Estimated reading time: 7 minute(s)
[Source: Hurt2HealingMag.com]
Black unity is the key to the rise of Blacks in America, so it is not with vitriol that I write this piece, but I’m taught by the Honorable Minister Louis Farrakhan to argue in the best of manner. It is in this spirit that I, an 18-year-old Black Muslim girl, write to disprove claims made by activist Kwame Rose.
“Minister Farrakhan displayed that he’s much further behind on such issues (pertaining to the LGBTQ community and sexual violence), and that his views don’t reflect the masses of Black people as they once did,” Kwame Rose wrote.
Addressing the first part of his statement, it’s not that Minister Farrakhan is behind on issues relating to the LGBTQ community but that he speaks straight from scripture. The Minister loves his people – Black people – with an intense type of love.

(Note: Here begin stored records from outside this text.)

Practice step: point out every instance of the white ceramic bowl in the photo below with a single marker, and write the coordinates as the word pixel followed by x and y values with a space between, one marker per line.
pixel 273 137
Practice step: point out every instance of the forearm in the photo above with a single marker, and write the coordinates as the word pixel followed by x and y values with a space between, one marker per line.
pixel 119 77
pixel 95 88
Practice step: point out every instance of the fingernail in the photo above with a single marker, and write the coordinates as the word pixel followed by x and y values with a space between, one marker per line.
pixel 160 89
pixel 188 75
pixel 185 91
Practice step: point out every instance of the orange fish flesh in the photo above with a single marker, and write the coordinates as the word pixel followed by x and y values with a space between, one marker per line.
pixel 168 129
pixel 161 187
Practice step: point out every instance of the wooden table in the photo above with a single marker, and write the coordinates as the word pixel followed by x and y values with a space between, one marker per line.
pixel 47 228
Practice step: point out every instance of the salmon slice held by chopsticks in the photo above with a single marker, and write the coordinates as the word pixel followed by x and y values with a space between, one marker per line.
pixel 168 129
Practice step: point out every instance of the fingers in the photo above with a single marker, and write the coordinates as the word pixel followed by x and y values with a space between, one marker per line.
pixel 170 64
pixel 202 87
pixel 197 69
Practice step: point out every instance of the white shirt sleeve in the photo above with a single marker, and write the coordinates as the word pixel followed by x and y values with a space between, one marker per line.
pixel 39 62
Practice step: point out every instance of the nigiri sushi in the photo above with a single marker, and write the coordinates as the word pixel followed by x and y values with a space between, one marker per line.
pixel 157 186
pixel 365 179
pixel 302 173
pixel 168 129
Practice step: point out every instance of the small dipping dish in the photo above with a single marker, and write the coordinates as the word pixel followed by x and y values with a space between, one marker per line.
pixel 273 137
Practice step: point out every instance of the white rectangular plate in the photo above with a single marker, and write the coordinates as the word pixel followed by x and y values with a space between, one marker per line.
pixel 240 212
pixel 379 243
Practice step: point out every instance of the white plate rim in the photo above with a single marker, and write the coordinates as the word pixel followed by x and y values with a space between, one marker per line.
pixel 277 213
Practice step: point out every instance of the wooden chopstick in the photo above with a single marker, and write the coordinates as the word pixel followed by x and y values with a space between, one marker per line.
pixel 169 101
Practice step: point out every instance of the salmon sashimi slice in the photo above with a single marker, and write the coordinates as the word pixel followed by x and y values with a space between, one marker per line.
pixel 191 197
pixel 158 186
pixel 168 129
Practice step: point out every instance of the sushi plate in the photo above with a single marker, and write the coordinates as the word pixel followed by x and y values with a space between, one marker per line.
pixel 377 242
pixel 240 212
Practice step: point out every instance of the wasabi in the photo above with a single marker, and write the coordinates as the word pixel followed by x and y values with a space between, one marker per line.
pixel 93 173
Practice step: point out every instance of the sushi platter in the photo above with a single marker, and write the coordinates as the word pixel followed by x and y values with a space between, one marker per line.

He loves the dope dealer. He loves the cigarette smoker. He loves the adulterer and the fornicator. In the same vain, he loves the homosexual and the lesbian. However, he recognizes that in scripture, God destroyed Sodom and Gomorrah because of homosexuality. He also recognizes the cause of homosexuality, which is, in part, caused by chemicals the White scientists use in food. If they can make a pill that makes men develop breasts – we’ve all heard the commercial – and if the White scientists can make a pill that causes suicidal thoughts, then why is it so far out to suggest that they also put chemicals and hormones in food that cause homosexuality? So, it is not the Minister is behind on the issues, but it is that he wishes to see Black people come back into ourselves.
The next part of Kwame Roses’s statement is about the Minister being behind on sexual violence. I have heard the Minister say once that so many sisters just in the Nation of Islam raised their hands that they have experienced sexual assault or violence. The Minister presented a tool that could help relieve Black women of their painful experiences, a tool called Dianetics. Dianetics has an exercise that walks you back through a certain painful experience over and over again until you no longer feel the burden of that experience. The Minister is aware that Black women and children are victims of sexual assault too much and too often. He loves the Black woman because he recognizes that through the Black woman’s womb, the answer to our cries and our ancestor’s cries will come. In essence, his divine love for the Black woman sparks his comments about covering up and displaying modesty.